Harmony, the subject of Anne Taylor’s excellent book, founded first by the Württemberg religious reformer George Rapp, and purchased in 1825 by the most celebrated of the new utopians, Robert Owen, whose ‘Villages of Unity and Mutual Co-operation’, where inequality, private property and organised religion were to be banished for ever, were typical of the American Utopia. Their members had, as Kumar says, been convinced ‘that, if the world could but see a successful experiment, it would hasten to duplicate and reduplicate it – until whole nations were covered with such communities.’ But in common with nearly all the others – all those, that is, which, unlike the Hutterites and the Amish, were not held together by religious conviction – Harmony could not survive in isolation and could not resist the pressures of the unequal, property-owning, not to mention superstitious communities by which it was surrounded. In the end, America turned out to be America. The image of a rational, ideal community persists and distant echoes of it may still be heard in Presidential addresses. But no one entirely sane would claim that the United States is the instantiation of the dreams of the Rapps and Owens.

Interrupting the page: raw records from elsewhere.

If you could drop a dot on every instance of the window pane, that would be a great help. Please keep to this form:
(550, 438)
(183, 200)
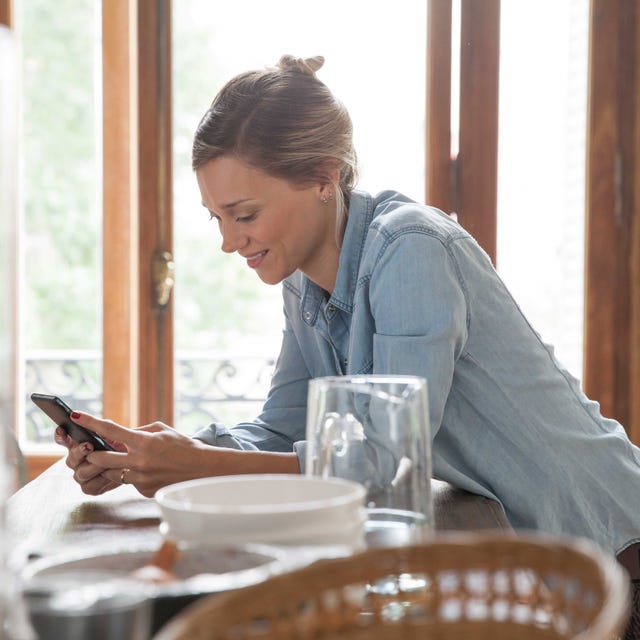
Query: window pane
(61, 286)
(375, 63)
(542, 128)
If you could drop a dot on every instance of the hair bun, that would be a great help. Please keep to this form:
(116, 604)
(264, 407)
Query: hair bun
(304, 65)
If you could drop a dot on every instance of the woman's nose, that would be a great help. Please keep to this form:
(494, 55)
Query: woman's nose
(232, 237)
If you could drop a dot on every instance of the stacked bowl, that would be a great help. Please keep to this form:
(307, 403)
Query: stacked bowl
(280, 509)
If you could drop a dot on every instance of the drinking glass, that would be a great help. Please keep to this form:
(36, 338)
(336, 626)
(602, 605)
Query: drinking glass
(375, 430)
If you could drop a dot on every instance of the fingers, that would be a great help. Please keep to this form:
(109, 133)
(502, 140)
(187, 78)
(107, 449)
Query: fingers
(105, 428)
(61, 437)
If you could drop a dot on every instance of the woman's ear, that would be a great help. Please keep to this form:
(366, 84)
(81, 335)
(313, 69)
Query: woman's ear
(330, 179)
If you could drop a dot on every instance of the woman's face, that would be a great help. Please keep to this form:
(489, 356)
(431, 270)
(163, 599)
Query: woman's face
(276, 226)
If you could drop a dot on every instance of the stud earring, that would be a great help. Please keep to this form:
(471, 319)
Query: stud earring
(327, 198)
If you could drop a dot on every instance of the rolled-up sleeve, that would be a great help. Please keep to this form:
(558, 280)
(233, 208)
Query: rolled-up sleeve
(420, 312)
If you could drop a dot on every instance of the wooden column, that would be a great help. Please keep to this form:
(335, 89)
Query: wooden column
(120, 212)
(440, 187)
(138, 338)
(6, 12)
(612, 233)
(468, 183)
(155, 374)
(477, 171)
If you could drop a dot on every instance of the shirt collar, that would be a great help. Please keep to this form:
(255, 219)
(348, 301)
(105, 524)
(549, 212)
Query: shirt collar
(360, 215)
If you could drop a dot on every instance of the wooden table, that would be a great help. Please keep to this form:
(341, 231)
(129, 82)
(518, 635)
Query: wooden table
(51, 512)
(51, 515)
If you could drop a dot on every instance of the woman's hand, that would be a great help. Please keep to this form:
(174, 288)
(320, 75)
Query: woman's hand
(87, 475)
(148, 457)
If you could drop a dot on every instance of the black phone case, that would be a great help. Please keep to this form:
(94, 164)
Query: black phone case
(59, 412)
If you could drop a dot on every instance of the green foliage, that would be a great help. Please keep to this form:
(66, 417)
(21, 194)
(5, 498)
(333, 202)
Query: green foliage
(62, 181)
(61, 172)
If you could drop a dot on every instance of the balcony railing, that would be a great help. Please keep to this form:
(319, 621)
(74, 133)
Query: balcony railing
(210, 387)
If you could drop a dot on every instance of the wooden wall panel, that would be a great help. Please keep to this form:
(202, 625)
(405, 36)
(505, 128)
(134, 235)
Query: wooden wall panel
(155, 208)
(612, 240)
(138, 334)
(6, 12)
(120, 214)
(477, 171)
(440, 185)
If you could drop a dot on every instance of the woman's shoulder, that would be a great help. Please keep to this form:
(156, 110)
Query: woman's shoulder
(395, 214)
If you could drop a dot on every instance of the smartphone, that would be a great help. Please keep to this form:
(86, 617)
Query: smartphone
(60, 413)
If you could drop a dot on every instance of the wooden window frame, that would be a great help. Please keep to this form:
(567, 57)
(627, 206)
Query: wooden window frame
(612, 232)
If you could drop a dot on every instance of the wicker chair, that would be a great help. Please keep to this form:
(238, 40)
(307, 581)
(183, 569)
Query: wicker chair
(458, 586)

Kumar is right in saying that all utopias, whether they function as moral strategies or as practical projects, depend upon a belief in progress, and the capacity of human reason to radically improve the human condition. The experiences of the 20th century have, to all but the very hopeful, largely destroyed that illusion. Ricoeur still believes that in a world ‘blocked by systems which have failed but which cannot be beaten’, utopia is the social critic’s sole resource. He must certainly be right in suggesting that any future political theory will have to make an appeal to the moral imagination, far more powerfully than any of the current theories do. Our future legislators, as Richard Rorty has been saying, sometimes in the pages of this journal, may well be our novelists and our poets. But it is difficult to see what form their new utopia would take. Imaginary islands and mountain communities no longer have the power to move us as they did those for whom the world was not no limited in space. Utopia, and with it the notion of potential social engineering, has also lost out to an intensely individualistic view of social relations. It survives, when at all, largely in Robert Nozick’s conception (which Kumar seems to endorse) of a ‘framework for utopias, a place where people are at liberty to join together voluntarily to pursue and attempt to realise their own vision of the good life in the ideal community but where no one can impose his own utopian vision upon others’. With the disappearance of the community of goals, however, it is hard to see how this could be called a utopia at all. It is merely an empty space in which each can have what he or she wants.